Lufthansa, Swiss and Qantas have become the latest airlines to offer customers the option of calculating and offsetting their carbon emissions when booking flights.

Few details are as yet available from Qantas, but the scheme introduced by Lufthansa (and its subsidiary Swiss) compares
favourably with those offered by the likes of British Airways, Silverjet and Easyjet.

Firstly, Lufthansa has chosen as its partner Myclimate, a Swiss offset provider run on a non-profit basis, whereas the
leading UK providers Climate Care (British Airways) and Carbon Neutral (Silverjet) are for-profit companies.

In addition, all funds raised by Lufthansa’s scheme will go to designated projects, run by Myclimate, which meet the highest standards set by the UN’s Clean Development Mechanism (CDM) for certification.

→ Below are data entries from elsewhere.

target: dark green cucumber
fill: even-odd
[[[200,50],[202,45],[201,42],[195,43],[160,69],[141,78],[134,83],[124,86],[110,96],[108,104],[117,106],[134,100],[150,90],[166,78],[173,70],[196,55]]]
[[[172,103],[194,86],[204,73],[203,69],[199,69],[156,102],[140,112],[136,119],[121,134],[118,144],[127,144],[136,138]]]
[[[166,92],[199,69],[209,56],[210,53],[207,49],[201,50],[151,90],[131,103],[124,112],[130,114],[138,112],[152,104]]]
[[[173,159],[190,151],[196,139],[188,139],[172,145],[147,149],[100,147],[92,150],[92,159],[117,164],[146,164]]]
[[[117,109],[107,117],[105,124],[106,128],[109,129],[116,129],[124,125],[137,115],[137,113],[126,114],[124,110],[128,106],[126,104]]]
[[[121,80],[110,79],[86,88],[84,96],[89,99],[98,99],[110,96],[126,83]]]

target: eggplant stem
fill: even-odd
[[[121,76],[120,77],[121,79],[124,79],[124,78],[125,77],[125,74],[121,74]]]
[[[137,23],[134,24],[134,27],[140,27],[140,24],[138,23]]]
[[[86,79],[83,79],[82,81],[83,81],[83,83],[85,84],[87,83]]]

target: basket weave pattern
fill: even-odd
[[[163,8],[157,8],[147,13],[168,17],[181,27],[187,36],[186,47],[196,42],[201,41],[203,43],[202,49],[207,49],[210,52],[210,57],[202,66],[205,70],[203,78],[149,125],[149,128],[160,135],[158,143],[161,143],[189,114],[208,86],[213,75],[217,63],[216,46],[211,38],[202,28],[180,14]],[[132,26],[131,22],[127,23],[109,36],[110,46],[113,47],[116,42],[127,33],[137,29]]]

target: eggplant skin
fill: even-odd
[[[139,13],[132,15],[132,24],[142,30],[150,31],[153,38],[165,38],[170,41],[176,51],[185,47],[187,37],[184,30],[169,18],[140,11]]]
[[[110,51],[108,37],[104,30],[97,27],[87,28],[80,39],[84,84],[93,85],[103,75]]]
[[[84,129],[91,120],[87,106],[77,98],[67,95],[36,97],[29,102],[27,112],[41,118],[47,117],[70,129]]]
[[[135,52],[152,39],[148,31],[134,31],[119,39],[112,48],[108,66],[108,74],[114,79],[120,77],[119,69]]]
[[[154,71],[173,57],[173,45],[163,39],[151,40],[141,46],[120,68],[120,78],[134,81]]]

By comparison, Climate Care and Carbon Neutral provide reductions in the unregulated – and more controversial – voluntary market, while Easyjet buys direct in the certified emissions reductions (CER) market, but doesn’t get
involved in setting up projects.

Rene Estermann, managing director of Myclimate, said: “Lufthansa wanted a partner which developed its own projects, and that is what we do. Our offsets are quite expensive compared with some other providers, but that’s because we concentrate on creating really good, sustainable projects.”

Initially, funds raised by Lufthansa’s scheme will go towards two projects in India which reduce emissions through the production of electricity from biomass (agricultural waste) instead of coal and diesel. One project, located in Karnataka, southern India, was the first worldwide to meet the criteria for the CDM’s Gold Standard, which guarantees social as well as ecological sustainability. The second, in Bihar, is currently passing through the CDM registration process.

Estermann added: “Both of these projects are from our best portfolio. Neither is exclusive to Lufthansa, but depending on take-up we will either develop specific projects for them in future or continue to use our existing portfolio.”

Lufthansa is also the first airline to distinguish between the impact of economy, business and first class passengers in its online calculator (which is based on the emissions of the whole group’s fleet over the course of a month). Like BA, however, the German carrier has stopped short of applying a “radiative forcing” multiplier to allow for the effect of emissions being produced at altitude, as recommended by some climate scientists and as used by both Myclimate and Climate Care in their own calculators.

Qantas has also chosen not to use a multiplier in its online calculator, but has broken new ground by including its ground
operations as well as its aircraft when calculating emissions on each flight sector. The group has achieved certification under the Australian Government’s Greenhouse Friendly initiative, but has yet to choose a long-term partner for
its scheme. A spokesperson said: “We have a short list for our ongoing programme, which is soon to be finalised. Suppliers are Australian Greenhouse Office accredited and programmes are not Qantas-specific at this stage.”

Passengers should note, however, that the Australian government currently gives accreditation to offset providers which
run reforestation schemes – indeed to mark the launch of the initiative, Qantas offset all its flights on September 19 by putting funds towards CO2 Australia’s project to plant 90,000 eucalyptus trees. Since trees only remove carbon from
the atmosphere temporarily, most major European offset providers have switched to energy-based projects which prevent emissions.